Ramsay demonstrated this beautifully and disturbingly in her film. We do not see a beginning, middle, and end explaining that Joe suffered abuse as a child. Rather, we see sporadic flashbacks as he’s going about his day that allow us to piece this together. We do not see the whole picture, only fragments. With trauma, this is often the case.
In a way, the film explains trauma and its effects not through a direct lesson but rather experiential learning. We are able to enter, in a small way, into Joe’s tortured and muddled brain, and get a glimpse of what living with PTSD is like by getting inside Joe’s head.
Not only does the film deal with Joe’s PTSD but also with the trauma engulfing the girl he is hired to rescue, Nina. Nina is the daughter of a senator who runs away and who the senator believes trapped in an underage prostitution ring. As Joe hunts down the people who have taken her, and looks for Nina, his memories only become stronger and intrude into his present day, making it hard to distinguish between reality and insanity.

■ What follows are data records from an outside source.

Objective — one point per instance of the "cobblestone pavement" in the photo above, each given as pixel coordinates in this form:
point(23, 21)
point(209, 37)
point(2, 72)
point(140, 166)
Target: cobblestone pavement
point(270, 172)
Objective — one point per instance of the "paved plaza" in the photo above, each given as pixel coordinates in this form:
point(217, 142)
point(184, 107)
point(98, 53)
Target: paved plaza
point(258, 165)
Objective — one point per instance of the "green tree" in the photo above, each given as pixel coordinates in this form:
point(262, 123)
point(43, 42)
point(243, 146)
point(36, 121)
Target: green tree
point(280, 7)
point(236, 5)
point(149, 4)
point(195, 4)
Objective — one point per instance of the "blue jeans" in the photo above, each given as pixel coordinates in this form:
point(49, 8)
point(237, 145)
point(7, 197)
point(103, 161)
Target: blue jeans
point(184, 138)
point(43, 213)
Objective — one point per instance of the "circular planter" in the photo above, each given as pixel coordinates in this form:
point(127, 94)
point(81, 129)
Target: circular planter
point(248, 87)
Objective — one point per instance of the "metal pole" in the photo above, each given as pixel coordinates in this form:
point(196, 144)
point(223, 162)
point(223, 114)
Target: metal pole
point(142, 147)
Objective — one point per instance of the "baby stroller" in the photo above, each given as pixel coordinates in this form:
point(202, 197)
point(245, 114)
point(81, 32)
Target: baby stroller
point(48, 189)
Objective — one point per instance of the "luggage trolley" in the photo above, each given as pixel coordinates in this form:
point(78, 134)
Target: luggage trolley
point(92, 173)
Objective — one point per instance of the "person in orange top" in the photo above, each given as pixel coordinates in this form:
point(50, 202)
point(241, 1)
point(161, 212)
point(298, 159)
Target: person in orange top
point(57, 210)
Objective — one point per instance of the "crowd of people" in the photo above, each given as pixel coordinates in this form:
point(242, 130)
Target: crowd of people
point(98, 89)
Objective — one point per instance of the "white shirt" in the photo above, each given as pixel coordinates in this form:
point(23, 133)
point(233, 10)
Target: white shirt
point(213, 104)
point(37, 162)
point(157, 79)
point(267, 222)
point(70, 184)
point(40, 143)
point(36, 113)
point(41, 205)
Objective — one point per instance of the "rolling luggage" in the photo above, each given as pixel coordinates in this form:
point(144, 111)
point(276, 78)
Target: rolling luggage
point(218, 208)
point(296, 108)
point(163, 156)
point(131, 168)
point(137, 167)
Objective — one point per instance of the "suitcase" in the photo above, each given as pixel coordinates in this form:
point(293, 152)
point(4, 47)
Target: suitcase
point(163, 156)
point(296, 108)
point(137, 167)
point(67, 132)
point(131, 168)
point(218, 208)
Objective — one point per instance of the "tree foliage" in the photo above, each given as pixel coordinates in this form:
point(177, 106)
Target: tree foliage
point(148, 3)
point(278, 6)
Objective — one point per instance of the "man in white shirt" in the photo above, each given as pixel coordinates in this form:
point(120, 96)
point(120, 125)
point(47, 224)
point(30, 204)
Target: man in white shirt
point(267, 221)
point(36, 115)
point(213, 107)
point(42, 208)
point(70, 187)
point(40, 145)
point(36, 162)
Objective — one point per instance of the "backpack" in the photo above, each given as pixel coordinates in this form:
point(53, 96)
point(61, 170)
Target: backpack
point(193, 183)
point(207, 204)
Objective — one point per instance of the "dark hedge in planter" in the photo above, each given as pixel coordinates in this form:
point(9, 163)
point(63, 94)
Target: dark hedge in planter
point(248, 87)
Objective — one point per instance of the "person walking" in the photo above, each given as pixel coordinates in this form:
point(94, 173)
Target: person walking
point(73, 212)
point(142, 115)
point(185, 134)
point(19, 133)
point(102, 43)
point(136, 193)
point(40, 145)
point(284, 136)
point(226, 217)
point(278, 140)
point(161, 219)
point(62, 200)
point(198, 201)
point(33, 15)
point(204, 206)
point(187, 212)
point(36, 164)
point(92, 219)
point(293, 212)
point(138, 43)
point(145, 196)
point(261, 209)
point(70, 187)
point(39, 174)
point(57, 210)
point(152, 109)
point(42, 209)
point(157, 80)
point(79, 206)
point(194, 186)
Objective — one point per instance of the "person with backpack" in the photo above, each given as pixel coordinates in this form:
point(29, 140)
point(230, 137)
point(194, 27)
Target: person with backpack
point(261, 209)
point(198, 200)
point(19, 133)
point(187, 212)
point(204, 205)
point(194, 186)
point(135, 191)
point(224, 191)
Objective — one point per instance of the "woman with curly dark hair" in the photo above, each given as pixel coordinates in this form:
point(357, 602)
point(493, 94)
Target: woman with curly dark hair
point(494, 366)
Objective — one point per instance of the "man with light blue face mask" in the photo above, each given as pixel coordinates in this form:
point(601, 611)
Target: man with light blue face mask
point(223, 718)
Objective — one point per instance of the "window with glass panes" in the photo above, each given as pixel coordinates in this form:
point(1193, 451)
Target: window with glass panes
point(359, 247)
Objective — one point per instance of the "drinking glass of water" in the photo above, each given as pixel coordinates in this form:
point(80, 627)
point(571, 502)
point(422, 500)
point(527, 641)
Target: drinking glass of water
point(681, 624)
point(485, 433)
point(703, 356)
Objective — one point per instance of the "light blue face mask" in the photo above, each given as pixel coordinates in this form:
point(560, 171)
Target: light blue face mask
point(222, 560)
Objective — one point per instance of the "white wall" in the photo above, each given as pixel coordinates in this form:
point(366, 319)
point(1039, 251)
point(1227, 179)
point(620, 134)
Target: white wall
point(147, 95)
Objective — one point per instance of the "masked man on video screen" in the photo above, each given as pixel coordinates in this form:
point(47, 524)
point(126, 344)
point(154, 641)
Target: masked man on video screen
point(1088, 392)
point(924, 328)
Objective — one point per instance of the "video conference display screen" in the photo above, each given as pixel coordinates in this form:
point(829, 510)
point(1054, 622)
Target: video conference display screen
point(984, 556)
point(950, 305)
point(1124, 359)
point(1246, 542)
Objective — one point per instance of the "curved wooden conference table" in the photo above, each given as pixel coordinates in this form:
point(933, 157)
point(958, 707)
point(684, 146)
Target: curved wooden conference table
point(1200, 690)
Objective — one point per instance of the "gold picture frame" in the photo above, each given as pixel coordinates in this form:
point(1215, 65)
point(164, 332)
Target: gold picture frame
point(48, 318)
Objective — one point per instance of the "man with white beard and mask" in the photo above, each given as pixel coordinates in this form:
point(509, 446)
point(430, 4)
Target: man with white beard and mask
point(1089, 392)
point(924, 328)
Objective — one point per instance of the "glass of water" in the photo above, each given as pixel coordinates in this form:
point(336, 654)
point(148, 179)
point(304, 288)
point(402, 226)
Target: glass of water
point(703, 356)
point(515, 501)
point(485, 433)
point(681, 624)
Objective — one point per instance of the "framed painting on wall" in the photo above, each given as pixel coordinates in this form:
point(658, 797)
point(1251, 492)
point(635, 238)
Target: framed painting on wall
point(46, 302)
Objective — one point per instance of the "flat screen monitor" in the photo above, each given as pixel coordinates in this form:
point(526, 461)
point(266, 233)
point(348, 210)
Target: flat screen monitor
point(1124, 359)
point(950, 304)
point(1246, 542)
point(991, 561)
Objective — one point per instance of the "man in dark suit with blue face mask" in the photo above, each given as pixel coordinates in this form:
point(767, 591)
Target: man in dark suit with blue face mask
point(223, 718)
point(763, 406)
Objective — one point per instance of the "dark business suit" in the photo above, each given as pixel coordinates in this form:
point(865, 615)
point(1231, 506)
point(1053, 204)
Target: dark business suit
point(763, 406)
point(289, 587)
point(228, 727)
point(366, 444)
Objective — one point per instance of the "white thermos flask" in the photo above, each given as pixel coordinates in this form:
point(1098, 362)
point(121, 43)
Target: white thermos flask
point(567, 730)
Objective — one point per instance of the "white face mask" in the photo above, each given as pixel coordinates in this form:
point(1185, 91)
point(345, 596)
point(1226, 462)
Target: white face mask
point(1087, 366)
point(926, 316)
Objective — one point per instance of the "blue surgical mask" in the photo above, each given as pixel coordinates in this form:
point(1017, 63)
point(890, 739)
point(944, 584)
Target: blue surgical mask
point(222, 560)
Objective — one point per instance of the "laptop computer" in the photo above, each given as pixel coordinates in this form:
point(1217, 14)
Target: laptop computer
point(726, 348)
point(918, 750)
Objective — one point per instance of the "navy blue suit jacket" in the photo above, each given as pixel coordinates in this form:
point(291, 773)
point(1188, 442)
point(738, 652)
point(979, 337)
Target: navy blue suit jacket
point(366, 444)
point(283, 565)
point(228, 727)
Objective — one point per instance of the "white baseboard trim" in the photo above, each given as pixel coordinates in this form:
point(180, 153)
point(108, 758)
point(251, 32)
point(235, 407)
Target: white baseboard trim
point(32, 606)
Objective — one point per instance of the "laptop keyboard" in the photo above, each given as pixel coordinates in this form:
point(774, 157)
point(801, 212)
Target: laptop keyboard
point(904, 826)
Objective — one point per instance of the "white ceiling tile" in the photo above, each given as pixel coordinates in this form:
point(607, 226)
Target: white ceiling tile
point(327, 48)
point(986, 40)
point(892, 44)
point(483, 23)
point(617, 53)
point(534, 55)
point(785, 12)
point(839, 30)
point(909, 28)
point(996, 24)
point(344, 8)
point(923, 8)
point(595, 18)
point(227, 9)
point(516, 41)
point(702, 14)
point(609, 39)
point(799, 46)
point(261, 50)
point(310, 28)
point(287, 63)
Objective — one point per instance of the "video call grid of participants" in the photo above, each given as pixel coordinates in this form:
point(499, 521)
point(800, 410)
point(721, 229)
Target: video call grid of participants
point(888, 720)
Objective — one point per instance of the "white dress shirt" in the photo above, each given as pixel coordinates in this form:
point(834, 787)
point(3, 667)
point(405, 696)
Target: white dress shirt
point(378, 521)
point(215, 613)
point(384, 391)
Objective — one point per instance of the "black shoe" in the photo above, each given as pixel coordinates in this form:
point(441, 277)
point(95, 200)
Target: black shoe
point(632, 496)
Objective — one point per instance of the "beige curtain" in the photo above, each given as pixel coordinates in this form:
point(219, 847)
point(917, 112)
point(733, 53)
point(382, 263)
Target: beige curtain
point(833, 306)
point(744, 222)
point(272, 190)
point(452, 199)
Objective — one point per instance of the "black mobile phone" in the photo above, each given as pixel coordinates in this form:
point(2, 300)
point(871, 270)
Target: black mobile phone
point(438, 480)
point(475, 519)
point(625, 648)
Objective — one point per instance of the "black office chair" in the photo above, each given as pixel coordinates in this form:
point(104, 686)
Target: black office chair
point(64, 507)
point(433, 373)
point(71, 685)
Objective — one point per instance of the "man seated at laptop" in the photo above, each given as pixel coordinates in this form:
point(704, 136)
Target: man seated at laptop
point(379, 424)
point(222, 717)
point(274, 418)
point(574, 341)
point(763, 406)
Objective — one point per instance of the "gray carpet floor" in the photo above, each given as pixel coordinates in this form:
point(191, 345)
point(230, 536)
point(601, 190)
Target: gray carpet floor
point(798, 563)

Joe finds Nina and rescues her from a child trafficking house. Later on, we find that she is caught up in a larger scheme where politicians pay for underage girls and even trade them among one another. In various scenes we hear Nina counting down from 40 to herself, a possible dissociative defense mechanism so that she does not have to engage with the brutal and evil harm that is being done to her. As she does this, a similar defense that we see Joe employed and employs, we recognize that in those moments they aren’t really there but also, because of their trauma, are not really able to be there in the present either.
We also see a beautiful depiction of Joe coming outside of his own pain to save Nina. In his despair, at the point of almost ending his life, he sees the image of Nina before him, lost and floating. In that moment, rather than sinking into his own personal hell, he gasps for life, recognizing he must save her and in order to do that, must come out of himself and his own hell.
The movie ends on a confusing note where we see these two individuals, a man and a girl who fought to survive hellish pain and abuse, sitting at a diner. Both seem so far away yet also able to bring one another back into reality. What happens next, however, is left to the imagination.
I thought the film was brilliantly disturbing and demonstrated the impact of trauma on a person; how past pain impacts the present. Ramsay’s style is unique and tells the story not just through dialogue and plot but through experience. I recommend watching this film but you may only be able to watch it once because of how emotionally and psychologically intense it is.